SurfaceView and the activity lifecycle
When using a SurfaceView, render the surface from a thread other than the main UI thread.
For an activity with a SurfaceView, there are two separate but interdependent state machines:
- App
onCreate
/onResume
/onPause
- Surface created/changed/destroyed
When the activity starts, you get callbacks in this order:
onCreate()
onResume()
surfaceCreated()
surfaceChanged()
If you click back, you get:
onPause()
surfaceDestroyed()
(called just before the surface goes away)
If you rotate the screen, the activity is torn down and recreated and you
get the full cycle.

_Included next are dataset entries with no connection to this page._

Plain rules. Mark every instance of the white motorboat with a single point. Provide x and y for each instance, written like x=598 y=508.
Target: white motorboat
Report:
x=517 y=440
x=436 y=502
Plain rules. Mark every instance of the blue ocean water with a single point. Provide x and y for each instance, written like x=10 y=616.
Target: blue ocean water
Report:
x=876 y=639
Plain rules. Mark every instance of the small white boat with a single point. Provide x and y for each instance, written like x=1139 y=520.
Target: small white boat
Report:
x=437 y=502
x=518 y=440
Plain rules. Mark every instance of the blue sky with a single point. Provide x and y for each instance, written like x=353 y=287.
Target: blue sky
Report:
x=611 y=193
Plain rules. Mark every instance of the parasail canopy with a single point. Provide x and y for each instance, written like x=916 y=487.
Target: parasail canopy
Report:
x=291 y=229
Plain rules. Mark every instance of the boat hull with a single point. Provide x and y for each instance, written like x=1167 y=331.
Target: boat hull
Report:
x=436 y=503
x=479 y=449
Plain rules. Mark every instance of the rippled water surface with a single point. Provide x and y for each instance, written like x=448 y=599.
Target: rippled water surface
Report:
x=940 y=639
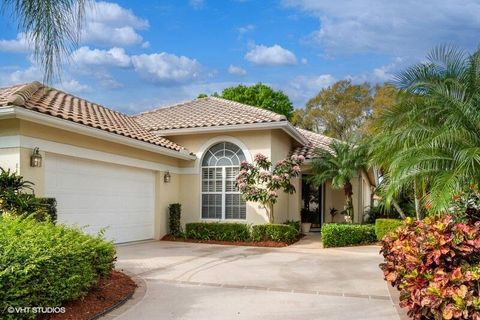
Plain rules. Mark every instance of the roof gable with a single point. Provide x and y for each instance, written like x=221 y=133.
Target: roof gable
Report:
x=205 y=112
x=37 y=97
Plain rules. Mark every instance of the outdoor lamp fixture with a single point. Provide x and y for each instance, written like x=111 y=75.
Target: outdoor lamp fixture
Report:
x=167 y=178
x=36 y=158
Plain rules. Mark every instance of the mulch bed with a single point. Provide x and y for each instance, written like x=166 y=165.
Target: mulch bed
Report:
x=107 y=294
x=268 y=244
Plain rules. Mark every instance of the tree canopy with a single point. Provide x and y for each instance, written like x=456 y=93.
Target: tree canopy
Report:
x=52 y=27
x=262 y=96
x=344 y=110
x=430 y=139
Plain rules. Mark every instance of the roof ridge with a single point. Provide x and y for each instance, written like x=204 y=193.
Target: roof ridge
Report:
x=23 y=93
x=250 y=106
x=179 y=104
x=165 y=107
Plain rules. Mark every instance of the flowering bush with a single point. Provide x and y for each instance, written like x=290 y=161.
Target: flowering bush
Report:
x=435 y=263
x=260 y=182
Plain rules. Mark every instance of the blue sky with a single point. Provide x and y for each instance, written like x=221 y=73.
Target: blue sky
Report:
x=135 y=55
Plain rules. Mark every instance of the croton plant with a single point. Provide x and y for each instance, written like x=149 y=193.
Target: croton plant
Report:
x=435 y=263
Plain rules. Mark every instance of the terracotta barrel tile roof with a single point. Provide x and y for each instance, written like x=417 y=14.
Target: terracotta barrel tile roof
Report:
x=315 y=140
x=37 y=97
x=205 y=112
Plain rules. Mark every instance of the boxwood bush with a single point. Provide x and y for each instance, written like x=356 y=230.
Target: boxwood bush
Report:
x=43 y=265
x=345 y=234
x=274 y=232
x=385 y=226
x=220 y=231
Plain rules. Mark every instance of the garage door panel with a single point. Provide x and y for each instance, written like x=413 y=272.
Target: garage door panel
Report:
x=101 y=195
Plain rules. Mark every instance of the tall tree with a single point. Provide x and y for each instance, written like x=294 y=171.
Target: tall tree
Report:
x=262 y=96
x=384 y=97
x=430 y=139
x=339 y=164
x=337 y=111
x=51 y=26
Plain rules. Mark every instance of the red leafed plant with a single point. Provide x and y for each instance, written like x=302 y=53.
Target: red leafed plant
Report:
x=435 y=263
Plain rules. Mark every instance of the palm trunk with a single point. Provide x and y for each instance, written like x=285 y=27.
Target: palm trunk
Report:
x=399 y=210
x=269 y=209
x=418 y=208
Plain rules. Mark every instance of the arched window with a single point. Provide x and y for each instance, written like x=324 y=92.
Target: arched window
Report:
x=220 y=198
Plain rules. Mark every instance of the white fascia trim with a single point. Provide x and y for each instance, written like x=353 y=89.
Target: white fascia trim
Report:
x=85 y=153
x=283 y=125
x=21 y=113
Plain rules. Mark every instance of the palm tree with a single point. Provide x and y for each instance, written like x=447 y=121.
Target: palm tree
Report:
x=430 y=140
x=339 y=164
x=51 y=26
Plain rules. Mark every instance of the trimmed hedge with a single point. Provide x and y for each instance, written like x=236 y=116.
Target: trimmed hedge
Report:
x=385 y=226
x=219 y=231
x=44 y=265
x=345 y=234
x=295 y=224
x=274 y=232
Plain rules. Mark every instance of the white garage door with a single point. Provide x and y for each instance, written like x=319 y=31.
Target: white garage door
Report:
x=102 y=195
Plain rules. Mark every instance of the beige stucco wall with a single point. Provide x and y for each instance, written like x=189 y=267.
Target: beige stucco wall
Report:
x=34 y=130
x=166 y=194
x=10 y=159
x=335 y=198
x=275 y=144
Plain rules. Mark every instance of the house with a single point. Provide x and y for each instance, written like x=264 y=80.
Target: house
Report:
x=108 y=169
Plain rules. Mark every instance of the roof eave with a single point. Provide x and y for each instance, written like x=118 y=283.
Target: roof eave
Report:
x=33 y=116
x=283 y=125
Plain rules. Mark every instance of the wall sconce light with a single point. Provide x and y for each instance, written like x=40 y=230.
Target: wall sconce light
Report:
x=166 y=177
x=36 y=158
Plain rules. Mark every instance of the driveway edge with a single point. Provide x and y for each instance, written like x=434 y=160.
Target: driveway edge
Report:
x=136 y=297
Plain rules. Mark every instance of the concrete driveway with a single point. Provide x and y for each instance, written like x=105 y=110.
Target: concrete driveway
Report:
x=304 y=281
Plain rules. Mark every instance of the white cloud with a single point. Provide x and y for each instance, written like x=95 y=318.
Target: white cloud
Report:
x=387 y=72
x=273 y=56
x=302 y=88
x=18 y=45
x=21 y=76
x=196 y=4
x=108 y=24
x=166 y=68
x=236 y=70
x=244 y=29
x=113 y=57
x=397 y=28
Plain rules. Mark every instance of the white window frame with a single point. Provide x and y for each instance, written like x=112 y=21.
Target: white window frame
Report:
x=224 y=183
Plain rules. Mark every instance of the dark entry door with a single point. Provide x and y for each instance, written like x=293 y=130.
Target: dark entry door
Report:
x=312 y=203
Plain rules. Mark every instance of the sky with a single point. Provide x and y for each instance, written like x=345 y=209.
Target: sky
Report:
x=136 y=55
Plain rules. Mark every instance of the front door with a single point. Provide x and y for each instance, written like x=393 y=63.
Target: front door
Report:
x=312 y=204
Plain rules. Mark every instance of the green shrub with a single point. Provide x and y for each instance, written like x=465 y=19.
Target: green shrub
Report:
x=217 y=231
x=385 y=226
x=174 y=223
x=295 y=224
x=274 y=232
x=44 y=265
x=345 y=234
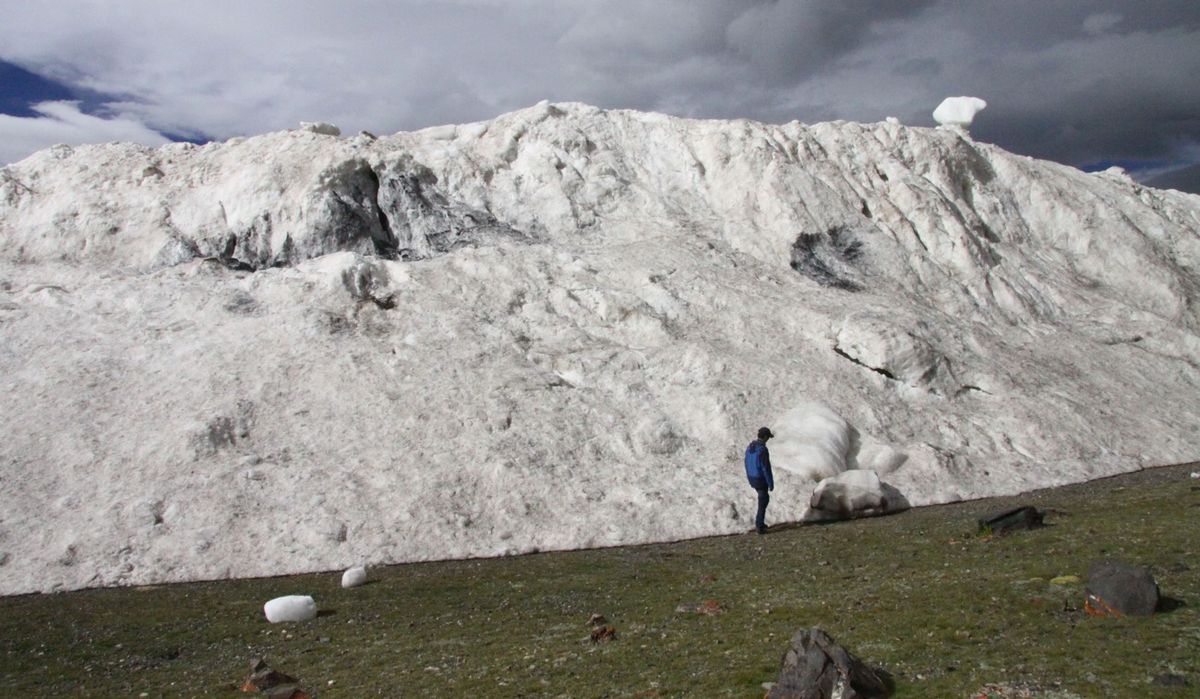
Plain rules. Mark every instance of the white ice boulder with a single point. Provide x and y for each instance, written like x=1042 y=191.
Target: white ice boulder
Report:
x=354 y=577
x=851 y=494
x=322 y=127
x=291 y=608
x=958 y=111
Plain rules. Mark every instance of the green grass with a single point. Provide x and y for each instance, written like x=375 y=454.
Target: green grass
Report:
x=918 y=593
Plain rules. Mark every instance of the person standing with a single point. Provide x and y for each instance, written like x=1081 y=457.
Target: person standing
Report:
x=760 y=477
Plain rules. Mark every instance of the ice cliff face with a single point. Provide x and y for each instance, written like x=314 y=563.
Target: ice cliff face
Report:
x=559 y=329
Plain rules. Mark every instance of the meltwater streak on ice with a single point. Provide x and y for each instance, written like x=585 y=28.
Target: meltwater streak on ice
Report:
x=559 y=329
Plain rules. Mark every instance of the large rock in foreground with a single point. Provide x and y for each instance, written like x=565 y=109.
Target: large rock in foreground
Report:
x=817 y=668
x=1116 y=589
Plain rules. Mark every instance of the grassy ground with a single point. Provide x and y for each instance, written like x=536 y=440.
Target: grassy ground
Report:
x=945 y=611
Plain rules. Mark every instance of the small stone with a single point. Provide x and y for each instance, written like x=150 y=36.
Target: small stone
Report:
x=354 y=577
x=291 y=608
x=262 y=677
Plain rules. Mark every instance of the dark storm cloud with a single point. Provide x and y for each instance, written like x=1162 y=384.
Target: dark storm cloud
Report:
x=1079 y=81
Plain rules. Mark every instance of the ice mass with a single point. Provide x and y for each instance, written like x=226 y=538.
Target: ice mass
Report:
x=558 y=329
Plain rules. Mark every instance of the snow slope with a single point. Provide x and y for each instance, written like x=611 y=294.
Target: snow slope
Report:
x=559 y=329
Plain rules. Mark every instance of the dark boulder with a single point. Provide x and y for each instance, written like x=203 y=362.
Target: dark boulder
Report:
x=1116 y=589
x=817 y=668
x=1008 y=520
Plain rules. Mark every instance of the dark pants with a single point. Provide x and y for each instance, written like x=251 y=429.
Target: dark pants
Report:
x=760 y=519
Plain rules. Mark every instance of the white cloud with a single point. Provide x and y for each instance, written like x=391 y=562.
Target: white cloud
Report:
x=1062 y=81
x=64 y=123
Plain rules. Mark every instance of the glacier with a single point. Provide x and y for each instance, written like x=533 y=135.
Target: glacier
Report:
x=558 y=329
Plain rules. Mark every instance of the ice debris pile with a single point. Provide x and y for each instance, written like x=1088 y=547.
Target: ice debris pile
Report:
x=559 y=329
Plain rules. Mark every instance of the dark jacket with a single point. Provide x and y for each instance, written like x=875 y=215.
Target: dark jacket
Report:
x=759 y=466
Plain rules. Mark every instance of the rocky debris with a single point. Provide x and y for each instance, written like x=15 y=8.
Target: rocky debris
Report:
x=1171 y=680
x=1023 y=689
x=601 y=631
x=291 y=608
x=1116 y=589
x=1009 y=520
x=354 y=577
x=817 y=668
x=855 y=493
x=708 y=607
x=264 y=679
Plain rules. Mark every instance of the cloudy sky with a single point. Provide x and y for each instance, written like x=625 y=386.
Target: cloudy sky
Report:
x=1084 y=82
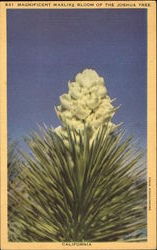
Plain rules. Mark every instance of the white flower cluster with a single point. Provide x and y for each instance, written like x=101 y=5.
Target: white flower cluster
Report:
x=87 y=103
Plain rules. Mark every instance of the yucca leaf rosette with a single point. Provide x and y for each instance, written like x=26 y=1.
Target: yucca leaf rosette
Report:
x=83 y=181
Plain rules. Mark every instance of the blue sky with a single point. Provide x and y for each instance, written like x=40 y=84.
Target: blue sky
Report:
x=46 y=48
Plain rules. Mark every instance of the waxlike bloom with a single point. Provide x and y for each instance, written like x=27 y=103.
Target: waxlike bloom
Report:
x=87 y=103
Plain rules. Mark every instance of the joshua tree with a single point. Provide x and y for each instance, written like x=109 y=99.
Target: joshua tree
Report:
x=83 y=181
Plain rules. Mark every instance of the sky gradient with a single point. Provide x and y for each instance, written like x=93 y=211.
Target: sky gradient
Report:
x=47 y=48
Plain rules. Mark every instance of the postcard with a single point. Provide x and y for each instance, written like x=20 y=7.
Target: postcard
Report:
x=78 y=125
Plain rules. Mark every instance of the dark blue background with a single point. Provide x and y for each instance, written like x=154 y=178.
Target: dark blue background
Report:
x=46 y=48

You can tell it's a quick restart by checking
isFinishing()
. It's possible to start/stop an activity so
quickly that surfaceCreated()
happens after
onPause()
.
If you tap the power button to blank the screen, you get only
onPause()
without surfaceDestroyed()
. The surface
remains active, and rendering can continue. You can keep getting
Choreographer events if you continue to request them. If you have a lock
screen that forces a different orientation, your activity may be restarted when
the device is unblanked. Otherwise, you can come out of screen-blank with the
same surface as before.
The lifespan of the thread can be tied to the surface or to the activity, depending on what you want to happen when the screen goes blank. The thread can start/stop either on Activity start/stop or on surface create/destroy.
Having the thread start/stop on Activity start/stop works well with the app
lifecycle. You start the renderer thread
in onResume()
and stop it in onStop()
.
When creating and configuring the thread, sometimes the surface
already exists, othertimes it doesn't (for example, it's still active after toggling
the screen with the power button). You have to wait for the surface to be created
before initializing in the thread. You can't initialize in the
surfaceCreate()
callback because it won't fire again if the surface
wasn't recreated. Instead, query or cache the surface
state, and forward it to the renderer thread.
Having the thread start/stop on surface create/destroy works well because
the surface and the renderer are logically
intertwined. You start the thread after the surface is created, which
avoids some interthread communication concerns; and surface created/changed
messages are simply forwarded. To ensure that rendering stops when the screen
goes blank and resumes when it un-blanks, tell Choreographer to stop invoking
the frame draw callback. onResume()
resumes the callbacks if the
renderer thread is running. However, if you animate
based on elapsed time between frames, there could be a large gap before the
next event arrives; using an explicit pause/resume message can solve this issue.
Both options, whether the lifespan of the thread is tied to the Activity
or the surface, focus on how the renderer thread is
configured and whether it's executing. A related concern is extracting state
from the thread when the activity is killed (in onStop()
or
onSaveInstanceState()
); in such cases, tying the lifespan of the
thread to the activity works best because
after the renderer thread has been joined, the rendered thread's state can be
accessed without synchronization primitives.
GLSurfaceView
The GLSurfaceView class provides helper classes for managing EGL contexts, interthread communication, and interaction with the activity lifecycle. You don't need to use a GLSurfaceView to use GLES.
For example, GLSurfaceView creates a thread for rendering and configures an EGL context there. The state is cleaned up automatically when the activity pauses. Most apps don't need to know anything about EGL to use GLES with GLSurfaceView.
In most cases, GLSurfaceView can make working with GLES easier. In some situations, it can get in the way.